In an ideal world, each human computer user would have complete and utter control over their system, which is typically not the case. Also, if an attacker gets physical access to a machine, the secrets used by the cryptographic system (such as private keys) are only protected by the security measures of the machine. The overall security of any cryptographic system is the security provided by its weakest link, and the weakest link is typically the user's machine.
Many cryptographic systems rely on the fact that the principal knows a private key that must be kept secret. No matter how secure the cryptographic system is, if an attacker gets physical access to the machine he or she can most likely get the secret key. For example, an attacker could remove the hard disk where the private key was stored to obtain the key. Once the hacker has the secret key, the entire cryptographic system has been broken.
If a computer is shared between users, the situation is even worse. The ability to keep the private key of one user away from another user is now totally the responsibility of the operating system. As can be seen from the war stories in the 6.033 class notes, there are numerous ways to defeat an operating system's security that are known, and probably many more that are not currently known.
But the problem is even worse than that. When trust is placed in the user's computer, trust is implicitly placed in whoever is responsible for writing the operating system and initial setup of the computer. As mentioned in today's reading, an almost totally unnoticable attack of replacing a few key self replicating lines in a compiler will leave the user's computer open to exploitation. By using the operating system's security to keep secret information secret, trust must be placed in the operating system.
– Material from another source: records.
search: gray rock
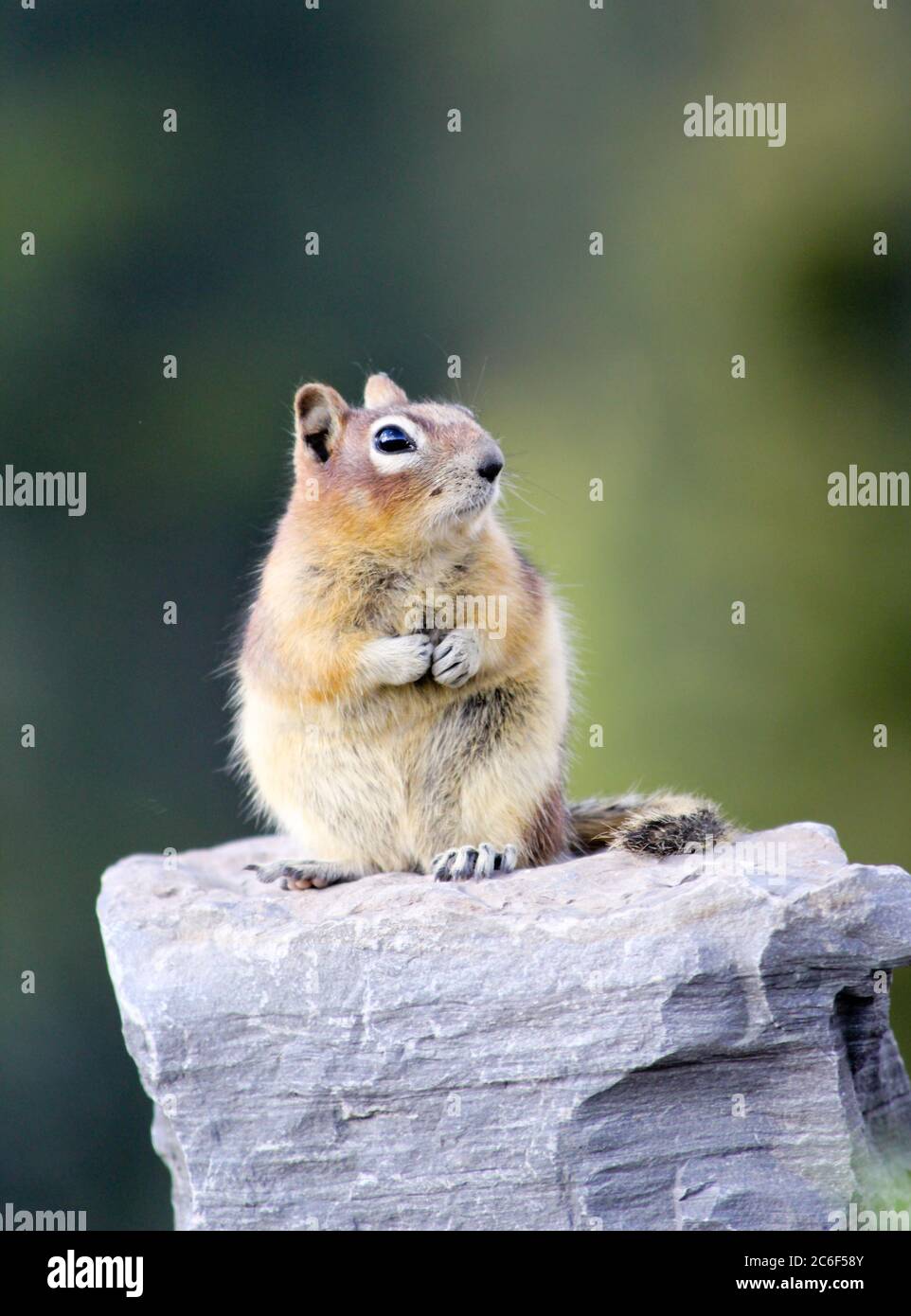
[98,823,911,1229]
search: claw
[431,841,519,881]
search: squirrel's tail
[569,791,731,856]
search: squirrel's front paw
[431,631,480,689]
[365,634,433,685]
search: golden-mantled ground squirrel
[236,375,725,890]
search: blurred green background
[0,0,911,1228]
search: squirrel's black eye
[374,425,418,453]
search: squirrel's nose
[478,456,503,485]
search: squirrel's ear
[364,375,408,407]
[294,384,348,462]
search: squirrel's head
[289,375,503,551]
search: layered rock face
[98,823,911,1231]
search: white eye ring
[370,415,425,472]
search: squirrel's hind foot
[431,841,519,881]
[243,860,364,891]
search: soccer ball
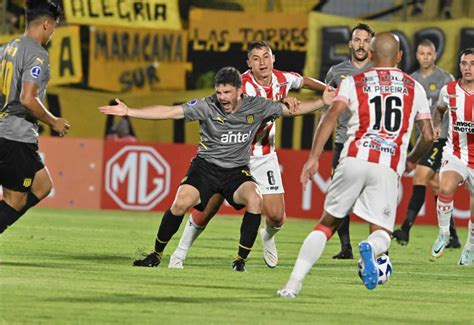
[357,254,393,284]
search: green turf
[0,209,474,324]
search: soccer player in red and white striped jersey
[431,48,474,265]
[169,41,326,268]
[278,32,433,298]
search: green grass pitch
[0,209,474,324]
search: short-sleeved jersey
[182,95,283,168]
[325,60,372,143]
[242,69,303,156]
[0,36,50,143]
[411,67,454,139]
[334,68,431,175]
[438,80,474,168]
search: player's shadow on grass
[46,294,262,305]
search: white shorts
[249,152,285,195]
[324,157,399,231]
[439,154,474,195]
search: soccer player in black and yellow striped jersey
[0,0,69,237]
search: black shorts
[181,157,256,211]
[0,138,44,192]
[331,142,344,175]
[418,139,447,173]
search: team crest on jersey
[30,66,41,79]
[247,115,255,124]
[187,99,197,106]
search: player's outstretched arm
[282,87,336,116]
[300,101,347,186]
[303,77,326,91]
[99,98,184,120]
[20,82,70,136]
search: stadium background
[0,0,474,224]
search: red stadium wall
[34,137,469,224]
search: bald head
[370,32,401,67]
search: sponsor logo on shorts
[30,66,41,79]
[357,134,397,156]
[454,121,474,133]
[23,178,33,187]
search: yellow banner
[89,27,192,93]
[189,9,308,52]
[0,26,82,86]
[304,13,474,79]
[64,0,181,30]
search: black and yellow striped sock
[238,211,261,259]
[155,209,183,254]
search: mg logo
[105,146,171,210]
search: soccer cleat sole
[359,241,379,290]
[277,289,297,299]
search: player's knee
[247,192,263,213]
[314,223,334,240]
[171,200,191,216]
[191,209,214,227]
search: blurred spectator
[105,100,137,143]
[411,0,452,19]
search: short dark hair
[459,47,474,59]
[351,23,375,38]
[247,41,272,57]
[25,0,63,23]
[417,38,436,52]
[214,67,242,88]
A possible solution to the security holes introduced by trusting the end computer is to move the secrets physically closer to the actual user. Perhaps smart cards which hold people's private keys and some circuitry to encrypt and sign data could be worn about the neck. The only way for the private key to be used then would then be by someone who physically has the smart card. Smart cards are not fool proof -- they too can be stolen. In addition, the smart card manufacturer must be trusted to make a secure smart care which can not be spoofed.
Many cryptographic protocols assume that an end user and their machine form an inseparable atomic unit. Since a user often does not even have full control over his or her machine this assumption is blatantly false and leads to insecure cryptographic systems which seem secure at first glance.